Some of the people who have become Tillman Scholars include:

»Karl Holt, who like Tillman joined the military after 9/11, became a special forces medic and ended up breaking his back in a helicopter crash in Afghanistan in 2009. Although severely injured, he treated 10 other soldiers before help arrived. After undergoing 32 surgeries, he got a Tillman scholarship, enrolled at the University of North Carolina and became a trauma surgeon.

»Jonny Kim, who won the silver and bronze stars for bravery in Iraq, used the Tillman scholarship to help get his MD at Harvard and became a NASA astronaut candidate.

»Adrian Kinsella won a Tillman scholarship, finished law school and then put all his legal efforts into bringing his Afghan translator, Mohammed, who was threatened with death by the Taliban, to the United States. The Tillman Foundation joined the cause and wrote letters to Congress and in 2014 Mohammed was brought to America.

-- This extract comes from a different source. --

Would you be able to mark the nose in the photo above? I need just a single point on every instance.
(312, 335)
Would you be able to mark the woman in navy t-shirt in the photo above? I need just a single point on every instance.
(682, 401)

»Laura Move, the daughter of Mexican immigrants and the wife of a U.S. Marine, got a Tillman scholarship to study neuroscience, specifically traumatic brain injuries, work that would benefit soldiers and football players.

Hoecht will be honoring Pat Tillman again today, this time with a new artist-designed pair of cleats.

He said it’s efforts of organizations like The Tillman Foundation that make NFL players — including 27 other Rams players and 16 of their coaches, as well as a total of 47 players in today’s Bengals-Chiefs game at Paycor Stadium — want to take part in the My Cause My Cleats initiative:

“Football is one of those sports were we’re on TV enough that we have a really good platform to get recognition out there for a lot of really good causes.

“The sport has done a lot for us and this one way for us to give back to the community.”

Once again, Michael Hoecht is putting his best foot forward.

And this time he needs someone to buy those shoes right off his feet.